Unicode Tool Kit 1.7.2
About this download

Unicode is a core technology for developing and implementing a universal, international language solution. The Unicode Tool Kit has been developed for Teradata customers who migrate the Latin server character set to Unicode and build a global data warehouse based on a universal character set Unicode.

Introduction

Developing a global data warehouse has become a strategic business direction for the success in the international marketplace. Among the many technologies available today for globalization, Unicode is a core technology used to develop and implement a universal language solution. However, many Teradata customers may not implement Unicode on existing systems, as the customers have already implemented the Teradata Latin server character set (even for non-Latin1 languages including Chinese and Korean). These customers start experiencing gaps between the legacy data and Unicode data as well as gaps between the existing ANSI applications and Unicode applications.
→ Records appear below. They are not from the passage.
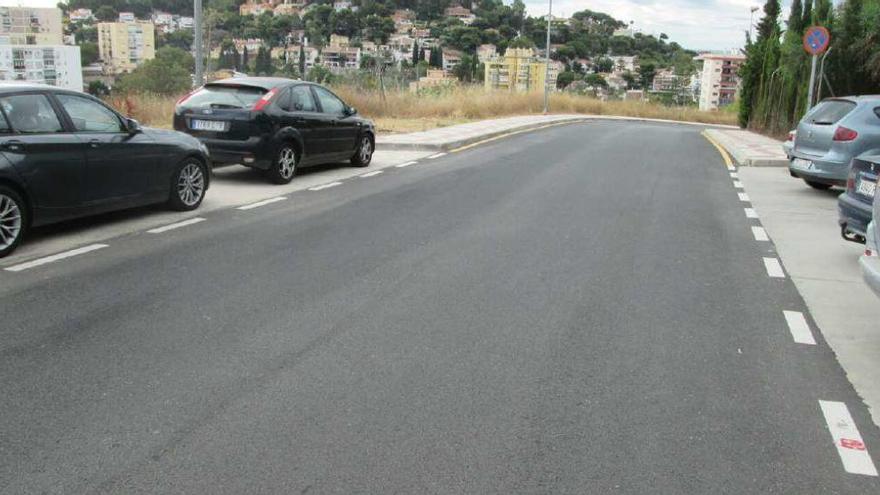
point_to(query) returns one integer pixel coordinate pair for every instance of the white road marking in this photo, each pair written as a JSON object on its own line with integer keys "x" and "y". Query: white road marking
{"x": 55, "y": 257}
{"x": 847, "y": 439}
{"x": 262, "y": 203}
{"x": 760, "y": 234}
{"x": 774, "y": 269}
{"x": 177, "y": 225}
{"x": 798, "y": 327}
{"x": 325, "y": 186}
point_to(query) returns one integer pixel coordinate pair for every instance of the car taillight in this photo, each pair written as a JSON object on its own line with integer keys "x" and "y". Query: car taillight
{"x": 845, "y": 134}
{"x": 262, "y": 102}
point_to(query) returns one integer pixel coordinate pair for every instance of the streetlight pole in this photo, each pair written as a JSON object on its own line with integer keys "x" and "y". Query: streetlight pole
{"x": 547, "y": 61}
{"x": 197, "y": 41}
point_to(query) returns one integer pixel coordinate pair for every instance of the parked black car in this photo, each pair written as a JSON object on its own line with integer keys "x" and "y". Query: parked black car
{"x": 276, "y": 125}
{"x": 856, "y": 204}
{"x": 65, "y": 154}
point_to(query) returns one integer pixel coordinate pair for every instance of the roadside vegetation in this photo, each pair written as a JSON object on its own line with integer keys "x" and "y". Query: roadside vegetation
{"x": 405, "y": 111}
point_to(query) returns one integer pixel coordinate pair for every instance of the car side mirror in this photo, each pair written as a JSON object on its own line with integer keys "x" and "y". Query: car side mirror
{"x": 133, "y": 126}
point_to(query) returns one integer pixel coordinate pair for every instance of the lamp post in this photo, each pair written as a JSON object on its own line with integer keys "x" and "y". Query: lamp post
{"x": 547, "y": 61}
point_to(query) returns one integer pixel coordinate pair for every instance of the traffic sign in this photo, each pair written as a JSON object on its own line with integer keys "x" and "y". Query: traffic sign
{"x": 816, "y": 40}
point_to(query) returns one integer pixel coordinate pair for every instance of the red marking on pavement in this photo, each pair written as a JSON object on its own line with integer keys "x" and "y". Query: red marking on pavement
{"x": 849, "y": 443}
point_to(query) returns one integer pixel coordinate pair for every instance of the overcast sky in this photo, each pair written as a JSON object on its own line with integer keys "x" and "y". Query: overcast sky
{"x": 695, "y": 24}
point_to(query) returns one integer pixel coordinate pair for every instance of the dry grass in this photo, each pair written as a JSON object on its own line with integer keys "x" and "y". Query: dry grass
{"x": 402, "y": 111}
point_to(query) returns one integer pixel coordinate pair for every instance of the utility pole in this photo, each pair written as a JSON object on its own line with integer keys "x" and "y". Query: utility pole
{"x": 547, "y": 61}
{"x": 197, "y": 41}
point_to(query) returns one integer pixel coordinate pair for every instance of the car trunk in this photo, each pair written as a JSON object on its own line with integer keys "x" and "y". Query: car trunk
{"x": 815, "y": 134}
{"x": 220, "y": 111}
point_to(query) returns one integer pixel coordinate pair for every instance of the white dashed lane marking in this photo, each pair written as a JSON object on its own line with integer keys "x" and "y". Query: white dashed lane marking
{"x": 166, "y": 228}
{"x": 847, "y": 439}
{"x": 800, "y": 330}
{"x": 760, "y": 234}
{"x": 55, "y": 257}
{"x": 774, "y": 269}
{"x": 325, "y": 186}
{"x": 262, "y": 203}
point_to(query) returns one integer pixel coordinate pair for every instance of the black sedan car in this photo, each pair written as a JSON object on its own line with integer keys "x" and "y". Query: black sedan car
{"x": 65, "y": 154}
{"x": 276, "y": 125}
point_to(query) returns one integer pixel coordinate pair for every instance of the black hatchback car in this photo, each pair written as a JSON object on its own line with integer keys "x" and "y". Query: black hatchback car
{"x": 66, "y": 154}
{"x": 274, "y": 124}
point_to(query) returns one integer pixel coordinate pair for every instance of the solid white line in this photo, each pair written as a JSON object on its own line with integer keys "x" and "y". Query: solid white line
{"x": 55, "y": 257}
{"x": 760, "y": 234}
{"x": 774, "y": 269}
{"x": 325, "y": 186}
{"x": 798, "y": 327}
{"x": 177, "y": 225}
{"x": 261, "y": 203}
{"x": 847, "y": 439}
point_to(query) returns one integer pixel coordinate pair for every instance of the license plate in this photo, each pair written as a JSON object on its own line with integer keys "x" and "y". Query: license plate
{"x": 801, "y": 163}
{"x": 867, "y": 188}
{"x": 208, "y": 125}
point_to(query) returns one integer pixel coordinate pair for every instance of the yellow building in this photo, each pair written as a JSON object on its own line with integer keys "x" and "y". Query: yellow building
{"x": 518, "y": 70}
{"x": 123, "y": 46}
{"x": 30, "y": 26}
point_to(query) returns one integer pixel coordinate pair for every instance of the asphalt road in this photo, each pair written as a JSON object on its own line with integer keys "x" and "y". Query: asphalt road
{"x": 582, "y": 309}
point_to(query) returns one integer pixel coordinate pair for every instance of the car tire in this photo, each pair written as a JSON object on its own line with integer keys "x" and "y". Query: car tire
{"x": 188, "y": 185}
{"x": 284, "y": 166}
{"x": 364, "y": 153}
{"x": 818, "y": 185}
{"x": 13, "y": 220}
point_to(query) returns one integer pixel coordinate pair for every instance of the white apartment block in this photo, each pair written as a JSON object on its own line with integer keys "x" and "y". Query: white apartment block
{"x": 719, "y": 80}
{"x": 58, "y": 65}
{"x": 30, "y": 26}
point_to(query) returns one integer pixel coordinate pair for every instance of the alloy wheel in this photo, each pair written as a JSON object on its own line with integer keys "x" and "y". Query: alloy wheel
{"x": 191, "y": 184}
{"x": 287, "y": 162}
{"x": 10, "y": 221}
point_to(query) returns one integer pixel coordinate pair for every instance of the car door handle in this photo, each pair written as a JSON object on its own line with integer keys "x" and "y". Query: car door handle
{"x": 13, "y": 145}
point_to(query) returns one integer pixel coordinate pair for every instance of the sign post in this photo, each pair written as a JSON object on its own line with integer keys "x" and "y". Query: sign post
{"x": 816, "y": 41}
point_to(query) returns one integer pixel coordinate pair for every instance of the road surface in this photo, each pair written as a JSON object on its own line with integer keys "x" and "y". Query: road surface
{"x": 580, "y": 309}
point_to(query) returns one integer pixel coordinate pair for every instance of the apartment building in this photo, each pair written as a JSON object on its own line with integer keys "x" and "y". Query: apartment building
{"x": 719, "y": 80}
{"x": 123, "y": 46}
{"x": 519, "y": 70}
{"x": 56, "y": 65}
{"x": 30, "y": 26}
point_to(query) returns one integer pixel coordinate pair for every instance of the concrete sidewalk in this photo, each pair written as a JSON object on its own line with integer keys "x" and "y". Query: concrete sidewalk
{"x": 750, "y": 149}
{"x": 447, "y": 138}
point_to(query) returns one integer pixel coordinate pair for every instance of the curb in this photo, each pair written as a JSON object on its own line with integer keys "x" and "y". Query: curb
{"x": 382, "y": 143}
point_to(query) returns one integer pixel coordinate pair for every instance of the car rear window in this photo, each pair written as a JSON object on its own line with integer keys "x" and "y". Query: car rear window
{"x": 217, "y": 96}
{"x": 830, "y": 112}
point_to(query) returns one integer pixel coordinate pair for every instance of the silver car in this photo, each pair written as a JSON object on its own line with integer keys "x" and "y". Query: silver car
{"x": 830, "y": 135}
{"x": 871, "y": 260}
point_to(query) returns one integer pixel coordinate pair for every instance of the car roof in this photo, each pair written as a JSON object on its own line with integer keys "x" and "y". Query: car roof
{"x": 266, "y": 83}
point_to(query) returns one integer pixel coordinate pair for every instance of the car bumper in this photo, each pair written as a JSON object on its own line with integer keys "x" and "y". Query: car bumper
{"x": 254, "y": 152}
{"x": 819, "y": 170}
{"x": 871, "y": 272}
{"x": 855, "y": 216}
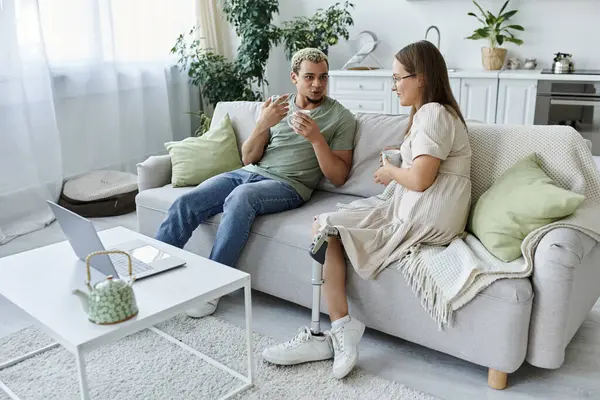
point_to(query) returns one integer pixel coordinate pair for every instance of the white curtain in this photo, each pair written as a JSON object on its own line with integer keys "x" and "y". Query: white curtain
{"x": 214, "y": 31}
{"x": 30, "y": 155}
{"x": 84, "y": 84}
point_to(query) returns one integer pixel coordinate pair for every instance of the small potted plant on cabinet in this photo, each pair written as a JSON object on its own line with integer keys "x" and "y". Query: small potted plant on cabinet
{"x": 497, "y": 33}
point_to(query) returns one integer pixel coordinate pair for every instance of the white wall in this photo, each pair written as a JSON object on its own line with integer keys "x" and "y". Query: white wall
{"x": 551, "y": 26}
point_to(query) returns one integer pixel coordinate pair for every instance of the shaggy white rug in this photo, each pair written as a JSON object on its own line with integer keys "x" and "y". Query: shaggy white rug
{"x": 146, "y": 366}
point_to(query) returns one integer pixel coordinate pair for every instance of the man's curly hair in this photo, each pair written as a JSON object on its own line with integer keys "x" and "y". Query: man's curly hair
{"x": 308, "y": 54}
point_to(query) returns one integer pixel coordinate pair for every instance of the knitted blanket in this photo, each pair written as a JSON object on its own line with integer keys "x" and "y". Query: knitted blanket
{"x": 446, "y": 278}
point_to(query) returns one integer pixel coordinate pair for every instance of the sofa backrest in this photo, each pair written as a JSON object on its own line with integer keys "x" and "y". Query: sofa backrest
{"x": 489, "y": 144}
{"x": 375, "y": 131}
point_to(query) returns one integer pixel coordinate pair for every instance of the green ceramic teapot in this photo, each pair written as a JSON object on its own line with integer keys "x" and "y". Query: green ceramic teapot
{"x": 112, "y": 300}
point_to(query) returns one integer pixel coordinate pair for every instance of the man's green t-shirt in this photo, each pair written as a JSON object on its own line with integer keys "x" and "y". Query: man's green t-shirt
{"x": 290, "y": 158}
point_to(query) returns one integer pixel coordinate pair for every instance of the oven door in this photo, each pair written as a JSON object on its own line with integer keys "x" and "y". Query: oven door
{"x": 581, "y": 113}
{"x": 576, "y": 104}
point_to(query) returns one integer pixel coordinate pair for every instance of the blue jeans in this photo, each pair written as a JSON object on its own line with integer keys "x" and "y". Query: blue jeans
{"x": 241, "y": 196}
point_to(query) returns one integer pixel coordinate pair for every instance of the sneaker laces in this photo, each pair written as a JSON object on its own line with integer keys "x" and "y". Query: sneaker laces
{"x": 303, "y": 336}
{"x": 337, "y": 339}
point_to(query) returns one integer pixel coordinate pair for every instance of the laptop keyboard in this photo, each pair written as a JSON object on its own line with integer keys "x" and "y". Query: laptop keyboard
{"x": 122, "y": 266}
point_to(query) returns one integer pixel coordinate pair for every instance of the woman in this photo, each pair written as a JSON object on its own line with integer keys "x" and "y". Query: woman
{"x": 429, "y": 205}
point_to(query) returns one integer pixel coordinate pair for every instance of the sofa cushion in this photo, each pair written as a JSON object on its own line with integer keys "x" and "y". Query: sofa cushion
{"x": 375, "y": 132}
{"x": 523, "y": 199}
{"x": 290, "y": 227}
{"x": 195, "y": 159}
{"x": 243, "y": 115}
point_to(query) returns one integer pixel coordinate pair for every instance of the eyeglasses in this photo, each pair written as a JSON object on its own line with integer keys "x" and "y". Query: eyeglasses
{"x": 396, "y": 79}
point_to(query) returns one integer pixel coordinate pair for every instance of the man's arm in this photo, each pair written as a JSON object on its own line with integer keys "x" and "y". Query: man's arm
{"x": 335, "y": 164}
{"x": 271, "y": 114}
{"x": 254, "y": 147}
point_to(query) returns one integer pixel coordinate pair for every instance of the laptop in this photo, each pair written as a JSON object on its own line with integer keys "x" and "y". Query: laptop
{"x": 146, "y": 259}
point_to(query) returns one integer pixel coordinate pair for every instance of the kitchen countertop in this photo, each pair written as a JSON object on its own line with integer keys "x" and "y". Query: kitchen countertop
{"x": 522, "y": 74}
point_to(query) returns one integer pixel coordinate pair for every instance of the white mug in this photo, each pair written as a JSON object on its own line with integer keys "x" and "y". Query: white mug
{"x": 290, "y": 117}
{"x": 394, "y": 157}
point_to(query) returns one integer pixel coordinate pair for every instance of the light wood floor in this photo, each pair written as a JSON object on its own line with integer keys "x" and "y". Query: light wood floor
{"x": 386, "y": 356}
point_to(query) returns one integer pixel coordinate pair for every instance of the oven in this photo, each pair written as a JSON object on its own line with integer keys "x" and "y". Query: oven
{"x": 574, "y": 103}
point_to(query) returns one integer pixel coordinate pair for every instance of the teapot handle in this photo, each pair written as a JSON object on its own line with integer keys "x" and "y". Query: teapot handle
{"x": 96, "y": 253}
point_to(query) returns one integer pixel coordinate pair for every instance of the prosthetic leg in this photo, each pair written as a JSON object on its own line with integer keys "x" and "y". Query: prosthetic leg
{"x": 317, "y": 251}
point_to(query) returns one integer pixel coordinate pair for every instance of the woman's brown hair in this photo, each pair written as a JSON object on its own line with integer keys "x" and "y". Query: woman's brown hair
{"x": 423, "y": 58}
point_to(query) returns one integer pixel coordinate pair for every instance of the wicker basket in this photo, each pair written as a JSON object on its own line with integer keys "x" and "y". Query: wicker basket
{"x": 493, "y": 59}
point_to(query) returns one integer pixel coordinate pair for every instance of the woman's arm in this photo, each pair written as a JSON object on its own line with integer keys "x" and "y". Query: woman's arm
{"x": 418, "y": 178}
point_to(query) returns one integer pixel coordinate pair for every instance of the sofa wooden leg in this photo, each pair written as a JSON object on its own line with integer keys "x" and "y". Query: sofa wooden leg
{"x": 496, "y": 379}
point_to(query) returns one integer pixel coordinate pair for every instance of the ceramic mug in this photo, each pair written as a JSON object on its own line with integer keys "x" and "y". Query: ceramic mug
{"x": 393, "y": 156}
{"x": 290, "y": 118}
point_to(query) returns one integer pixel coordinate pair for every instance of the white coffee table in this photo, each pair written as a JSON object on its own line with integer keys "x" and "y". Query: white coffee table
{"x": 40, "y": 283}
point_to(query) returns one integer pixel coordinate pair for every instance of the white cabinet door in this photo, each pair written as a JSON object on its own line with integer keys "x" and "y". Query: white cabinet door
{"x": 362, "y": 94}
{"x": 478, "y": 98}
{"x": 516, "y": 101}
{"x": 455, "y": 86}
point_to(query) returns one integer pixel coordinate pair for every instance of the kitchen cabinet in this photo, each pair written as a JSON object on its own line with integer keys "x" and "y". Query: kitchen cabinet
{"x": 478, "y": 99}
{"x": 516, "y": 101}
{"x": 363, "y": 94}
{"x": 503, "y": 97}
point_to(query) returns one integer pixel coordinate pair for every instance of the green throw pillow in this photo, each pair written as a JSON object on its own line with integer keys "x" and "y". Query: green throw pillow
{"x": 195, "y": 159}
{"x": 523, "y": 199}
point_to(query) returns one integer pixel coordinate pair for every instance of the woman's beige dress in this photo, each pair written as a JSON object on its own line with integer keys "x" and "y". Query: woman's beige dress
{"x": 374, "y": 236}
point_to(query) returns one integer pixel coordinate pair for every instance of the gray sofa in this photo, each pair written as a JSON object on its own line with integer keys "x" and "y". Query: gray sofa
{"x": 507, "y": 323}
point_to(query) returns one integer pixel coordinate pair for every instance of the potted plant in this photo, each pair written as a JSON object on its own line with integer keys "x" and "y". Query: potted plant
{"x": 497, "y": 33}
{"x": 323, "y": 29}
{"x": 220, "y": 79}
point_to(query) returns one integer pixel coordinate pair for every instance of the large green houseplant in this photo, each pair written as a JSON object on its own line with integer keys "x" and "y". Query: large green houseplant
{"x": 241, "y": 79}
{"x": 325, "y": 28}
{"x": 496, "y": 31}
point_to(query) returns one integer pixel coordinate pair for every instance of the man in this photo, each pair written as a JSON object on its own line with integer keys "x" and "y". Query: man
{"x": 284, "y": 161}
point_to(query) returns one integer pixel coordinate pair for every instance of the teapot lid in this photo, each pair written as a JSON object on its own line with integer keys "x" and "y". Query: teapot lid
{"x": 110, "y": 284}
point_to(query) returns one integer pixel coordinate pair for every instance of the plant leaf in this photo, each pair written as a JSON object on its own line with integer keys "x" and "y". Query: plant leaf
{"x": 503, "y": 7}
{"x": 514, "y": 40}
{"x": 509, "y": 14}
{"x": 515, "y": 27}
{"x": 479, "y": 19}
{"x": 480, "y": 9}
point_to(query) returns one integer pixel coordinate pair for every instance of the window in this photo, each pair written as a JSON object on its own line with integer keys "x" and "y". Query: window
{"x": 87, "y": 31}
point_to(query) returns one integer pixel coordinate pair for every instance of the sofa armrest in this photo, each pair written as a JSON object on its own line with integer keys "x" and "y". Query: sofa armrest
{"x": 564, "y": 263}
{"x": 154, "y": 172}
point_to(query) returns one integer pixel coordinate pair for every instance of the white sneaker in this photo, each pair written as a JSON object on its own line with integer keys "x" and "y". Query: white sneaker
{"x": 203, "y": 309}
{"x": 345, "y": 346}
{"x": 303, "y": 347}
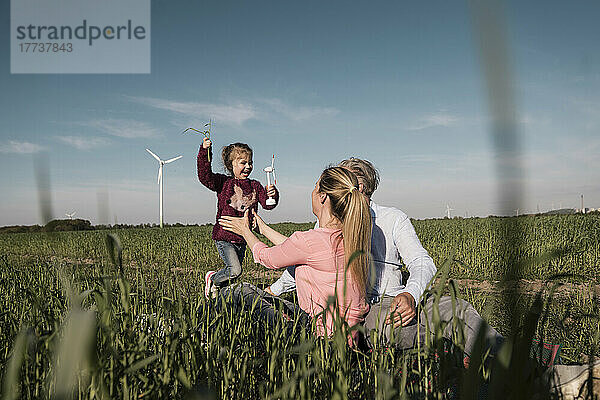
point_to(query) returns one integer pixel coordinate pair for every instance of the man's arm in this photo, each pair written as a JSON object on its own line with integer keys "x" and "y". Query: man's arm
{"x": 421, "y": 268}
{"x": 418, "y": 262}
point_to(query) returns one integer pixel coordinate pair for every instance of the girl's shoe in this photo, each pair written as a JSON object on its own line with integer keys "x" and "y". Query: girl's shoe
{"x": 210, "y": 290}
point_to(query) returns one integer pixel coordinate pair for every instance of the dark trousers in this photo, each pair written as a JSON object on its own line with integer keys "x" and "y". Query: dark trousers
{"x": 467, "y": 319}
{"x": 268, "y": 310}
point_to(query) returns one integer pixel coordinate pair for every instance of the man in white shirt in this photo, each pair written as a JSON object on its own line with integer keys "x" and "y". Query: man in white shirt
{"x": 393, "y": 303}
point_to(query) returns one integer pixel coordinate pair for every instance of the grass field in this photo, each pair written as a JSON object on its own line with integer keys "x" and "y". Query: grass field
{"x": 76, "y": 322}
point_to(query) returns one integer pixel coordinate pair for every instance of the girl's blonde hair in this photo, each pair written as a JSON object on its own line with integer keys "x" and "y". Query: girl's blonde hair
{"x": 231, "y": 152}
{"x": 351, "y": 208}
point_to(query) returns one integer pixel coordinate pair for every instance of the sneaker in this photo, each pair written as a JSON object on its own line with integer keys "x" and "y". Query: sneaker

Those gaps will not allow the customer to access leading edge Teradata Unicode applications.  As of today with TD 16.0/TTU 16.0, migration from the Teradata Latin to Unicode may not be an easy task.  Here are some limitations to the current Teradata system:

 

• ALTER TABLE does not support changing the server character set for character data types

• The TRANSLATE() function only works with Japanese

 

The purpose of this document is to introduce the Unicode tool kit for those customers who migrate the Latin server character set to Unicode and build a global data warehouse based on a universal character set Unicode. The Unicode tool kit consists of the following components:

 

1) User Defined Functions (UDFs) for migrating code page data to Unicode without import/export

2) Site-defined session character sets compatible with Windows code pages or other standards

3) Access Modules for translation and validation to load code page data or UTF8 via the UTF8 session using fastload/Multiload/Tpump/TPT

4) Language translation functions translate texts in the database from/to specified languages

5) Unicode test data and a test application in Java/JDBC

6) Others

 

What's New in Recent Releases

 

Date: 2020-3-9

Version 1.7.2

    Access Modules
    * Support 64bit version for TPT 16.20 on SUSE Linux and Windows
    Translation UDFs
    * Support (2) UDFs for IBM 1147 (France)
      EBCDICToUnicode()
      UnicodeToEBCDIC()

Date: 2019-1-8 

version 1.7.1

Language translation functions

You can translate strings from the source language to the target language in SQL.  Here are some examples:

Select udfdb.udf_translate('Happy Halloween','en','ja'); /* English to Japanese */

楽しいハロウィンをお過ごし下さい

Select udfdb.udf_translate('Happy Birthday','en','ar'); /* English to Arabic */

عيد ميلاد سعيد

Select udfdb.udf_translate('Happy Halloween','en','ko'); /* English to Korean */

즐거운 할로윈 보내세요

Select udfdb.udf_translate('Добрый день, мой друг.','ru','zh-Hans'); /* Russian to Chinese */

下午好, 我的朋友。

 

In this release, the following changes have been made.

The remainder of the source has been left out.